Before AI, human analysts conducted ESG reporting, often using relatively primitive technologies, like spreadsheets, to manually collect and analyse data. However, with the sheer volume of potentially relevant information that’s out there, it simply cannot be achieved by humans alone. Thus, AI not only helps unearth relevant information from existing data sources, but also offers exciting opportunities to create new ones.

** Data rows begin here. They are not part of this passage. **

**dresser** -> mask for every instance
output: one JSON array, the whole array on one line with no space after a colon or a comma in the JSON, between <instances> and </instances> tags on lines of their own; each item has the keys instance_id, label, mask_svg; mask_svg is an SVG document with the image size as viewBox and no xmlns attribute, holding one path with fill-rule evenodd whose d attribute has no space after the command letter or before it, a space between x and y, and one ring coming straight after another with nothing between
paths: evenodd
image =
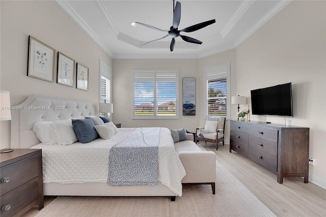
<instances>
[{"instance_id":1,"label":"dresser","mask_svg":"<svg viewBox=\"0 0 326 217\"><path fill-rule=\"evenodd\" d=\"M230 152L241 154L284 177L308 182L309 128L251 121L230 121Z\"/></svg>"},{"instance_id":2,"label":"dresser","mask_svg":"<svg viewBox=\"0 0 326 217\"><path fill-rule=\"evenodd\" d=\"M42 150L13 150L0 154L2 217L20 216L33 207L44 206Z\"/></svg>"}]
</instances>

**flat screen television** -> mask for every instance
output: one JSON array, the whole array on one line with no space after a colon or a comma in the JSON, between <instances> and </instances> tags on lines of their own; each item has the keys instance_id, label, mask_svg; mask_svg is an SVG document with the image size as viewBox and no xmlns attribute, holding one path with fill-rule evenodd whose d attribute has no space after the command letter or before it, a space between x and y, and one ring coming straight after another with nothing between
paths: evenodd
<instances>
[{"instance_id":1,"label":"flat screen television","mask_svg":"<svg viewBox=\"0 0 326 217\"><path fill-rule=\"evenodd\" d=\"M291 83L252 90L253 115L293 117Z\"/></svg>"}]
</instances>

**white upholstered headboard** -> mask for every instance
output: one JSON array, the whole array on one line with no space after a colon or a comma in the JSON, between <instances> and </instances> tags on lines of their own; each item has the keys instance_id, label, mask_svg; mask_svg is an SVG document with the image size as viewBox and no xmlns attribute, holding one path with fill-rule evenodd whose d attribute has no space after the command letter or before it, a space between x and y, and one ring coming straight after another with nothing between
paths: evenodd
<instances>
[{"instance_id":1,"label":"white upholstered headboard","mask_svg":"<svg viewBox=\"0 0 326 217\"><path fill-rule=\"evenodd\" d=\"M29 148L41 142L33 131L38 121L94 115L89 101L31 95L11 110L11 148Z\"/></svg>"}]
</instances>

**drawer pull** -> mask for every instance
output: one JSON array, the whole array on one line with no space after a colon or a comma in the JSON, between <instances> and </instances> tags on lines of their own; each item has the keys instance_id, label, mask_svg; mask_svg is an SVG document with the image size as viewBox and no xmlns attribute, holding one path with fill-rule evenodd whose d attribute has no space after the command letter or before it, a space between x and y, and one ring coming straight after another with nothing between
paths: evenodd
<instances>
[{"instance_id":1,"label":"drawer pull","mask_svg":"<svg viewBox=\"0 0 326 217\"><path fill-rule=\"evenodd\" d=\"M4 178L1 180L1 182L2 183L8 183L10 181L10 177L6 177Z\"/></svg>"},{"instance_id":2,"label":"drawer pull","mask_svg":"<svg viewBox=\"0 0 326 217\"><path fill-rule=\"evenodd\" d=\"M8 211L11 208L11 205L5 205L2 207L2 210L3 211Z\"/></svg>"}]
</instances>

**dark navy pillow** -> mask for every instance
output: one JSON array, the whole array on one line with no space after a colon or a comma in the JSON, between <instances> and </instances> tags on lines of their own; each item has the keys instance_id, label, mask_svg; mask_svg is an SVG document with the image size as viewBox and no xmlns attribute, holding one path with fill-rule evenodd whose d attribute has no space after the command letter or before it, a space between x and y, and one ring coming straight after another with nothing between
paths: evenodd
<instances>
[{"instance_id":1,"label":"dark navy pillow","mask_svg":"<svg viewBox=\"0 0 326 217\"><path fill-rule=\"evenodd\" d=\"M106 117L104 117L104 116L100 116L100 118L101 118L101 119L102 119L102 120L103 121L103 122L104 122L104 123L110 122L110 119L109 119L108 118L106 118Z\"/></svg>"},{"instance_id":2,"label":"dark navy pillow","mask_svg":"<svg viewBox=\"0 0 326 217\"><path fill-rule=\"evenodd\" d=\"M72 119L71 121L73 131L82 143L90 143L98 137L91 119Z\"/></svg>"}]
</instances>

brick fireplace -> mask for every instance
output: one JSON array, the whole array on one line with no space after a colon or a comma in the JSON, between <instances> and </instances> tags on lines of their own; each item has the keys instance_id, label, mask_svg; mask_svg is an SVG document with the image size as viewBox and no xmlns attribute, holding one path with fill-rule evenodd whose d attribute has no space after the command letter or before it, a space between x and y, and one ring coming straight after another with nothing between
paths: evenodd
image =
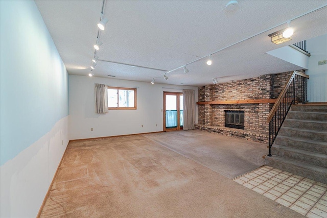
<instances>
[{"instance_id":1,"label":"brick fireplace","mask_svg":"<svg viewBox=\"0 0 327 218\"><path fill-rule=\"evenodd\" d=\"M269 130L266 120L273 103L261 102L272 102L277 98L292 72L268 74L199 87L199 124L196 125L196 128L268 142ZM205 104L207 103L210 104ZM225 111L244 111L244 129L226 126Z\"/></svg>"}]
</instances>

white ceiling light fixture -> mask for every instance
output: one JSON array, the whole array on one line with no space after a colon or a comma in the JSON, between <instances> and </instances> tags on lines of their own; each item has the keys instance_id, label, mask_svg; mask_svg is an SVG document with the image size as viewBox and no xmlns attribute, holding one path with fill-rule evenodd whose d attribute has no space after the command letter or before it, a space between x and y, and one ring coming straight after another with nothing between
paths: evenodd
<instances>
[{"instance_id":1,"label":"white ceiling light fixture","mask_svg":"<svg viewBox=\"0 0 327 218\"><path fill-rule=\"evenodd\" d=\"M211 55L209 55L209 60L207 61L206 64L208 65L211 65L212 63L213 62L211 60Z\"/></svg>"},{"instance_id":2,"label":"white ceiling light fixture","mask_svg":"<svg viewBox=\"0 0 327 218\"><path fill-rule=\"evenodd\" d=\"M96 65L97 65L97 64L93 63L93 64L92 64L92 66L91 66L91 69L94 69Z\"/></svg>"},{"instance_id":3,"label":"white ceiling light fixture","mask_svg":"<svg viewBox=\"0 0 327 218\"><path fill-rule=\"evenodd\" d=\"M239 6L239 2L237 1L230 1L226 5L226 10L227 11L232 11L235 10Z\"/></svg>"},{"instance_id":4,"label":"white ceiling light fixture","mask_svg":"<svg viewBox=\"0 0 327 218\"><path fill-rule=\"evenodd\" d=\"M98 23L98 27L99 27L99 29L101 30L104 30L108 21L108 18L105 17L103 14L101 14L101 21Z\"/></svg>"},{"instance_id":5,"label":"white ceiling light fixture","mask_svg":"<svg viewBox=\"0 0 327 218\"><path fill-rule=\"evenodd\" d=\"M100 48L100 46L101 46L102 44L102 42L99 40L98 38L98 39L97 39L97 44L94 45L94 48L97 50L99 50Z\"/></svg>"},{"instance_id":6,"label":"white ceiling light fixture","mask_svg":"<svg viewBox=\"0 0 327 218\"><path fill-rule=\"evenodd\" d=\"M94 63L96 63L98 59L99 59L98 56L94 56L94 58L92 59L92 61L93 61Z\"/></svg>"},{"instance_id":7,"label":"white ceiling light fixture","mask_svg":"<svg viewBox=\"0 0 327 218\"><path fill-rule=\"evenodd\" d=\"M283 37L284 38L290 38L291 36L293 35L293 34L294 33L294 30L293 28L291 28L290 27L290 24L291 24L291 21L289 21L287 22L287 24L288 25L288 28L283 32Z\"/></svg>"},{"instance_id":8,"label":"white ceiling light fixture","mask_svg":"<svg viewBox=\"0 0 327 218\"><path fill-rule=\"evenodd\" d=\"M183 67L183 69L184 69L184 74L186 74L189 72L189 70L186 68L186 65Z\"/></svg>"}]
</instances>

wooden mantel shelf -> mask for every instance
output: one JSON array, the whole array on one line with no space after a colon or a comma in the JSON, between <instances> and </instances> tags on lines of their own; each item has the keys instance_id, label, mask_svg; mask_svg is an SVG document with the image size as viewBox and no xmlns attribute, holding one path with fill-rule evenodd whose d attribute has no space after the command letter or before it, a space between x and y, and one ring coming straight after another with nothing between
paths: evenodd
<instances>
[{"instance_id":1,"label":"wooden mantel shelf","mask_svg":"<svg viewBox=\"0 0 327 218\"><path fill-rule=\"evenodd\" d=\"M250 99L248 100L217 101L214 102L198 102L197 105L232 105L241 104L274 103L277 99Z\"/></svg>"}]
</instances>

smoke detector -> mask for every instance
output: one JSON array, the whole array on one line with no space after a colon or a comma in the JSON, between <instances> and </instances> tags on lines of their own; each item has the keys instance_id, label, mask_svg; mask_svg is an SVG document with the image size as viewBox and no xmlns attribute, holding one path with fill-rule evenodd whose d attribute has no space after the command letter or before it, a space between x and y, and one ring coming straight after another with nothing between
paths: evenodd
<instances>
[{"instance_id":1,"label":"smoke detector","mask_svg":"<svg viewBox=\"0 0 327 218\"><path fill-rule=\"evenodd\" d=\"M239 6L239 3L235 0L230 1L227 5L226 5L226 10L227 11L232 11L235 10Z\"/></svg>"}]
</instances>

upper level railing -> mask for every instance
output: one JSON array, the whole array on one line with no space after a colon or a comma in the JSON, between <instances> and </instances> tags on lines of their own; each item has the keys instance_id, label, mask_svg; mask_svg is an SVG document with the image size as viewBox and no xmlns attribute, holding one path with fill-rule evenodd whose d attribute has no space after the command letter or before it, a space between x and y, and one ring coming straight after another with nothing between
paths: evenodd
<instances>
[{"instance_id":1,"label":"upper level railing","mask_svg":"<svg viewBox=\"0 0 327 218\"><path fill-rule=\"evenodd\" d=\"M294 45L300 49L301 50L308 53L307 51L307 40L301 41L293 44Z\"/></svg>"},{"instance_id":2,"label":"upper level railing","mask_svg":"<svg viewBox=\"0 0 327 218\"><path fill-rule=\"evenodd\" d=\"M276 137L292 104L307 101L307 80L309 76L294 71L277 99L267 119L269 124L269 154Z\"/></svg>"}]
</instances>

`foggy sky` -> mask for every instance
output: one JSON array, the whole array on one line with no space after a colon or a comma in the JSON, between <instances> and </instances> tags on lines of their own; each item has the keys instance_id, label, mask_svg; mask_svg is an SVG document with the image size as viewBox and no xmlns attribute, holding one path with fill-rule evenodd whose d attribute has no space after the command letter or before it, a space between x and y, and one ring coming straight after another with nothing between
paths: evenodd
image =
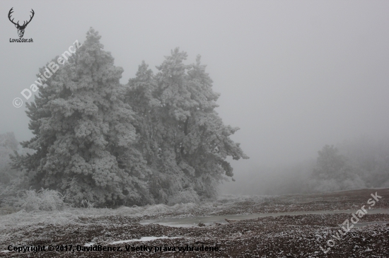
<instances>
[{"instance_id":1,"label":"foggy sky","mask_svg":"<svg viewBox=\"0 0 389 258\"><path fill-rule=\"evenodd\" d=\"M124 72L144 60L154 71L180 47L202 64L221 93L217 112L240 127L232 139L250 159L235 178L262 165L315 158L325 144L389 131L388 1L1 1L0 134L33 136L12 100L38 68L83 42L91 26ZM11 43L15 20L35 17ZM23 23L21 22L21 23ZM33 98L30 100L32 100ZM23 99L23 101L25 100Z\"/></svg>"}]
</instances>

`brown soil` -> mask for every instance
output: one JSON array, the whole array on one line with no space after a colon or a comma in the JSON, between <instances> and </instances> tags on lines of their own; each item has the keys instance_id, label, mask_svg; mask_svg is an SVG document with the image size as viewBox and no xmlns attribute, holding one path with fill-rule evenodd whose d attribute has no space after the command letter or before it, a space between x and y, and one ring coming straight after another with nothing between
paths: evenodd
<instances>
[{"instance_id":1,"label":"brown soil","mask_svg":"<svg viewBox=\"0 0 389 258\"><path fill-rule=\"evenodd\" d=\"M191 211L192 216L273 213L281 211L344 210L356 211L366 207L371 193L382 197L373 208L389 208L389 189L363 189L330 194L268 197L261 201L250 199L227 206ZM220 201L222 204L223 201ZM200 206L201 207L201 206ZM71 245L73 251L46 251L0 253L0 257L389 257L389 224L371 225L352 228L339 235L339 225L352 216L346 213L282 216L232 221L225 225L172 228L157 224L142 225L141 220L182 216L168 212L143 217L95 216L79 218L77 223L54 225L33 225L23 229L24 234L16 234L16 226L7 233L6 242L0 242L0 250L14 246ZM369 214L359 222L388 221L389 214ZM350 222L351 223L351 222ZM339 240L334 238L338 233ZM142 237L181 237L146 242L131 242L112 245L114 241L139 239ZM325 254L328 240L334 246ZM76 246L93 242L103 247L120 247L122 251L77 251ZM330 242L332 245L332 242ZM217 247L218 251L178 251L178 247ZM141 247L142 250L127 251ZM151 252L144 246L153 247ZM163 251L156 252L155 247ZM163 251L163 247L175 247L176 251ZM68 246L69 248L69 246Z\"/></svg>"}]
</instances>

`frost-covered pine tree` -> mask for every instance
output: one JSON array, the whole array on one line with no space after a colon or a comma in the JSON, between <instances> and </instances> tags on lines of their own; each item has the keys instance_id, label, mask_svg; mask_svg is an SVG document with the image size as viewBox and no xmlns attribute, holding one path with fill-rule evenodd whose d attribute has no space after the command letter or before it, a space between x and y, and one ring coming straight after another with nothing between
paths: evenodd
<instances>
[{"instance_id":1,"label":"frost-covered pine tree","mask_svg":"<svg viewBox=\"0 0 389 258\"><path fill-rule=\"evenodd\" d=\"M114 66L100 38L91 28L83 45L28 105L35 136L22 146L36 152L15 157L15 163L33 175L36 188L58 190L76 204L152 202L134 112L122 99L123 69Z\"/></svg>"},{"instance_id":2,"label":"frost-covered pine tree","mask_svg":"<svg viewBox=\"0 0 389 258\"><path fill-rule=\"evenodd\" d=\"M185 65L177 48L153 76L144 63L129 82L127 102L137 111L136 127L153 176L150 190L158 201L186 191L214 197L223 175L233 176L226 160L248 158L229 136L238 128L225 126L214 108L219 94L200 64Z\"/></svg>"}]
</instances>

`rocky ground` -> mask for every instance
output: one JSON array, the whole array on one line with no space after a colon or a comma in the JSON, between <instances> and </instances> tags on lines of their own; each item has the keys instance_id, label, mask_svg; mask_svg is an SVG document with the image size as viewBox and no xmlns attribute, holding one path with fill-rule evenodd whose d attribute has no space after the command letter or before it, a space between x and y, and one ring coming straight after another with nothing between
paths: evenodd
<instances>
[{"instance_id":1,"label":"rocky ground","mask_svg":"<svg viewBox=\"0 0 389 258\"><path fill-rule=\"evenodd\" d=\"M371 194L376 192L382 198L378 198L372 206L371 202L369 204L367 201L374 200ZM367 213L359 218L356 227L347 233L339 225L347 220L352 225L350 219L353 217L350 213L342 213L269 216L190 228L139 223L144 220L172 216L346 209L356 211L364 205ZM0 257L389 257L389 214L369 214L368 206L389 209L389 189L240 199L222 197L211 203L188 206L185 211L167 209L154 213L129 214L129 208L111 213L81 213L71 216L69 221L62 219L60 222L42 222L37 218L23 225L21 222L11 225L13 216L22 216L16 213L0 216L0 225L4 224L0 233L0 250L6 250L8 245L12 245L45 246L45 251L0 252ZM54 216L57 215L53 213ZM1 220L1 217L4 218ZM34 221L39 222L35 223ZM356 228L358 223L368 221L381 221L381 224ZM162 236L166 238L113 243ZM94 245L85 247L88 242ZM89 250L93 247L98 248L99 245L101 248L115 247L116 250ZM54 247L53 251L48 250L50 246ZM214 250L209 251L209 247Z\"/></svg>"}]
</instances>

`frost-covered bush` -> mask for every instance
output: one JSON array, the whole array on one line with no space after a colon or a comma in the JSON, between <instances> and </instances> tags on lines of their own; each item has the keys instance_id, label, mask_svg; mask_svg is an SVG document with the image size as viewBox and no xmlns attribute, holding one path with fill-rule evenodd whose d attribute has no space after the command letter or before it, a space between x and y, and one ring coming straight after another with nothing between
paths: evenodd
<instances>
[{"instance_id":1,"label":"frost-covered bush","mask_svg":"<svg viewBox=\"0 0 389 258\"><path fill-rule=\"evenodd\" d=\"M18 204L26 211L58 211L65 206L64 197L54 190L27 190L23 193Z\"/></svg>"},{"instance_id":2,"label":"frost-covered bush","mask_svg":"<svg viewBox=\"0 0 389 258\"><path fill-rule=\"evenodd\" d=\"M197 203L199 201L200 201L200 199L197 193L192 189L187 189L170 197L168 205L173 206L177 204Z\"/></svg>"}]
</instances>

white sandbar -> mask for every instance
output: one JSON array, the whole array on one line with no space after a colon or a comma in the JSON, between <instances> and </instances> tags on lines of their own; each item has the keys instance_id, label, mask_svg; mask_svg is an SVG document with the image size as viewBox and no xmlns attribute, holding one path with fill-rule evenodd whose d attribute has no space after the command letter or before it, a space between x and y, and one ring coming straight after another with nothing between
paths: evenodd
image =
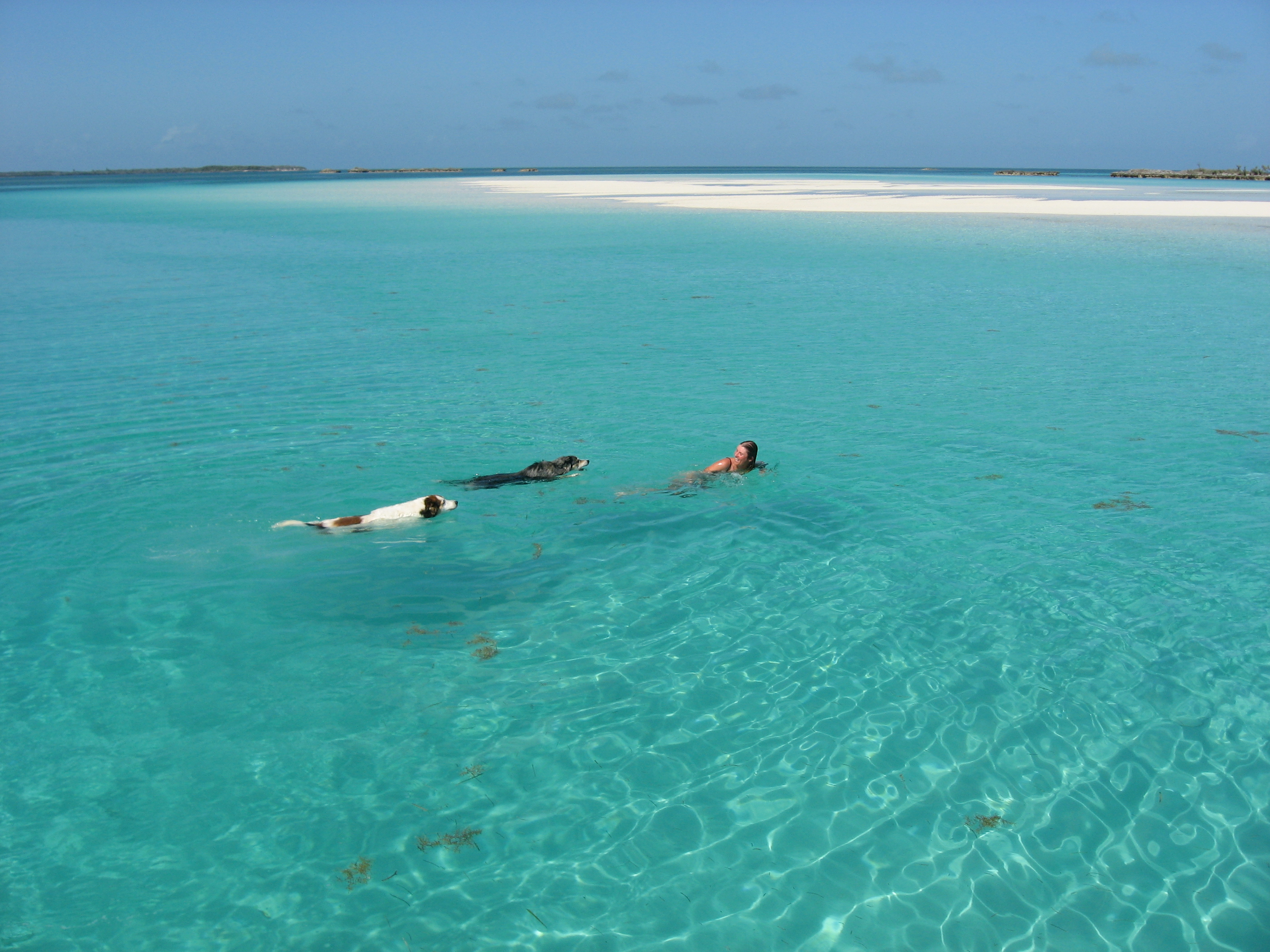
<instances>
[{"instance_id":1,"label":"white sandbar","mask_svg":"<svg viewBox=\"0 0 1270 952\"><path fill-rule=\"evenodd\" d=\"M469 179L489 192L589 198L673 208L756 212L907 212L959 215L1118 215L1267 218L1265 198L1140 198L1140 187L1010 182L883 182L860 179ZM1073 197L1064 193L1082 193ZM1217 194L1229 192L1214 189ZM1085 197L1088 195L1088 197ZM1124 197L1120 197L1124 195ZM1132 195L1132 197L1130 197Z\"/></svg>"}]
</instances>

The Data Problem Revisited
AI technologies are adding transparency and standardisation to a messy data landscape so investors and other stakeholders can make informed decisions based on companies’ ESG performance. However, we must not get ahead of ourselves; the business world is far from becoming an ESG data utopia. These innovative developments are unevenly playing out across the three pillars of ESG; wherein the social and governance factors are lagging, in comparison to progress made in environmental reporting. This is because it is easier to quantify the ‘E’, than the ‘S’ and the ‘G’. Therefore, more attention needs to be paid to tech-driven reporting of social- and governance-related data.
What’s Next?
According to Larry Fink, in his 2022 annual letter to CEOs, “the next 1,000 unicorns won’t be search engines or social media companies, they’ll be sustainable, scalable innovators.” This statement broadly encapsulates the promise of AI-driven ESG rating companies. With the continuous emergence of disruptive technologies, it is anticipated that the ESG data market will grow exponentially over the next few years; this is a cause for optimism and a space very much worth watching.